Here, the federal district court determined that the state claim filed in the bankruptcy proceeding against Textron was not sufficiently “related to” the claim against Twin Eagles. The court pointed out that even if the relief requested in count two was granted, it would not impact the bankruptcy estate. This ruling was not appealed and is determinative of this issue. Because this claim against Textron was not “related to” the claim against Twin Eagles, it is not entitled to the federal court's supplemental jurisdiction and the tolling provision found in 28 U.S.C. § 1367(d) does not apply. As such, the trial court was correct to dismiss the claim, which was filed beyond the five-year statute of limitations period found in section 95.11(2)(b). See Heckman v. City of Oakland Park, 644 So.2d 525, 527 (Fla. 4th DCA 1994) (“The Heckmans were free to choose the forum in which they sought to litigate these claims. They cannot now argue a tolling of a state court statute of limitation[s] because of their voluntary but improvident foray into the federal arena.”).

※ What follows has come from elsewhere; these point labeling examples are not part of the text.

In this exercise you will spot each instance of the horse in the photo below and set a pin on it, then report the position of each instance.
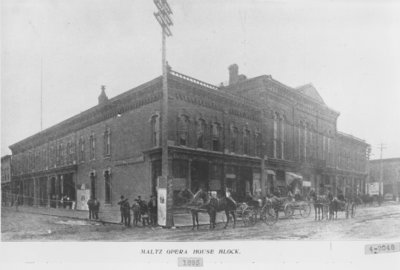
(212, 206)
(275, 203)
(320, 202)
(337, 205)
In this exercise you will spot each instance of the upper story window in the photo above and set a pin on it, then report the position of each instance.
(82, 149)
(183, 130)
(68, 156)
(60, 154)
(258, 144)
(234, 139)
(275, 134)
(107, 142)
(282, 136)
(246, 142)
(155, 130)
(200, 131)
(92, 142)
(215, 132)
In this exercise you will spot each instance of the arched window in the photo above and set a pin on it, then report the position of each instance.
(234, 139)
(258, 144)
(92, 142)
(200, 131)
(155, 130)
(246, 141)
(82, 149)
(107, 142)
(183, 130)
(215, 133)
(107, 186)
(275, 134)
(282, 136)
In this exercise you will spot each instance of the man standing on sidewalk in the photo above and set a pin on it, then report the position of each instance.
(121, 208)
(127, 212)
(96, 208)
(91, 206)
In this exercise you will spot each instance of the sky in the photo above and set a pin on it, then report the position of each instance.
(349, 50)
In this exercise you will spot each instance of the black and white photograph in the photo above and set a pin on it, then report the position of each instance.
(201, 133)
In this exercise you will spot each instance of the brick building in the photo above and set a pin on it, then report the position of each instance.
(390, 169)
(253, 135)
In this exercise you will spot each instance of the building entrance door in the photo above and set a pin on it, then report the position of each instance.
(199, 175)
(69, 186)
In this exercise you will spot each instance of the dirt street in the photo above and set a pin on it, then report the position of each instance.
(369, 223)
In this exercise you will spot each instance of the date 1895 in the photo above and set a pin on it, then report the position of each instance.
(382, 248)
(190, 262)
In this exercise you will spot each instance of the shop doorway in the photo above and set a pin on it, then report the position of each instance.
(69, 189)
(199, 176)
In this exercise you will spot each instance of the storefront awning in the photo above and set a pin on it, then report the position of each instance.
(290, 177)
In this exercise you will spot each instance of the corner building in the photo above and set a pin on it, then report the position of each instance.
(254, 135)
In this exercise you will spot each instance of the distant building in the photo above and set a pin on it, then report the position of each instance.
(253, 136)
(5, 178)
(390, 174)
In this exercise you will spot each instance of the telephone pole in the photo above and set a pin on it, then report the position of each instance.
(381, 148)
(165, 21)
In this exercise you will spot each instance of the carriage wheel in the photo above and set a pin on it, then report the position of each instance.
(305, 210)
(325, 211)
(289, 210)
(246, 213)
(268, 216)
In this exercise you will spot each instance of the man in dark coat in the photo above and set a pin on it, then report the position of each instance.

As to Appellants' state court claim against Textron for unjust enrichment, we agree that because this claim was not part of the bankruptcy complaint, the provisions of 28 U.S.C. § 1367(d) do not apply and that this claim is also barred by the statute of limitations.
KHOUZAM and CRENSHAW 3 , JJ., Concur.
1. This was confirmed by deposition testimony taken during the discovery phase of the adversary proceeding. The trial court's order granting Textron's motion to dismiss made a finding that at the time of the filing of the complaint in bankruptcy court, Appellants did not know which entity had possession of the resale proceeds; however, the complaint alleged that “upon information and belief,” Twin Eagles had transferred the funds to Textron prior to the commencement of the Chapter 11 proceedings.

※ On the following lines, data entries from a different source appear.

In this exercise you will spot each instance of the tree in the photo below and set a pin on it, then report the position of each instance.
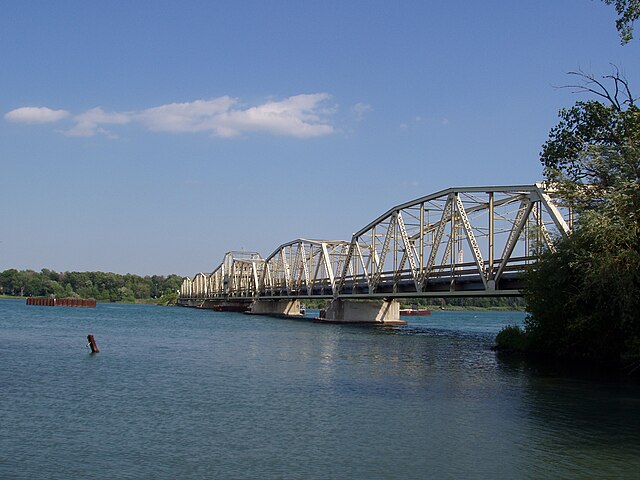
(628, 11)
(584, 299)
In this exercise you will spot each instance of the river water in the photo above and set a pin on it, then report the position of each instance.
(186, 393)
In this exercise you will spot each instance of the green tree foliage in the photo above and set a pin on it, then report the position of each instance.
(584, 298)
(104, 287)
(628, 12)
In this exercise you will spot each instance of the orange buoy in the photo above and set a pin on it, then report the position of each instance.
(92, 344)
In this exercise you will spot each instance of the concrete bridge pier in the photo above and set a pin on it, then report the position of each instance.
(278, 308)
(385, 312)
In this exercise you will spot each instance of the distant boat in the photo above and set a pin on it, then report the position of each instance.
(415, 312)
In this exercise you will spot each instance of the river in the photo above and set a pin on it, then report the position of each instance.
(189, 394)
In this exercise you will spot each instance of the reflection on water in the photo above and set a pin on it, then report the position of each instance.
(181, 393)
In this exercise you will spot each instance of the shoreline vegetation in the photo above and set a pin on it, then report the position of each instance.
(583, 294)
(104, 287)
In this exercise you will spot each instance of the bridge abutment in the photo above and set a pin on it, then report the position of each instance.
(280, 308)
(370, 311)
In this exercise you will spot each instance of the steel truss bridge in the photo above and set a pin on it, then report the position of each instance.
(475, 241)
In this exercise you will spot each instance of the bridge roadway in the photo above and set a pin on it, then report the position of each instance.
(474, 241)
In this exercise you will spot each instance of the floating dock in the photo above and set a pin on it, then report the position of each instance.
(61, 302)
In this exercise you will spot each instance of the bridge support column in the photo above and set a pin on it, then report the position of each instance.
(370, 311)
(280, 308)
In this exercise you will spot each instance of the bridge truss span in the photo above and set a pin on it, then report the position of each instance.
(460, 241)
(474, 241)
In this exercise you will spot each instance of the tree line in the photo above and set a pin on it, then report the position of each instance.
(583, 296)
(102, 286)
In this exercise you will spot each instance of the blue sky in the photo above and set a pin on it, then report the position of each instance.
(151, 137)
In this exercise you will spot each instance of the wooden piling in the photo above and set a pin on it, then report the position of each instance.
(92, 344)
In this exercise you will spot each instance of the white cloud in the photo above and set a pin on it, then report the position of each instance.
(361, 109)
(35, 115)
(297, 116)
(301, 116)
(184, 117)
(88, 123)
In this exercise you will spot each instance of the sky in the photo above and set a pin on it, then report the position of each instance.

2. The district court's order and opinion first resolved the question of whether that court had jurisdiction to consider the appeal. Much of the opinion was given to the issue of appellate jurisdiction, with only a portion devoted to the bankruptcy court's jurisdiction to consider count two of the complaint. Since Appellants voluntarily dismissed count one with prejudice, the opinion did not discuss jurisdictional issues related to that claim.
3. Judge Crenshaw has been substituted for Judge Stringer, an original panel member in this proceeding, and she has viewed and listened to a recording of the oral argument.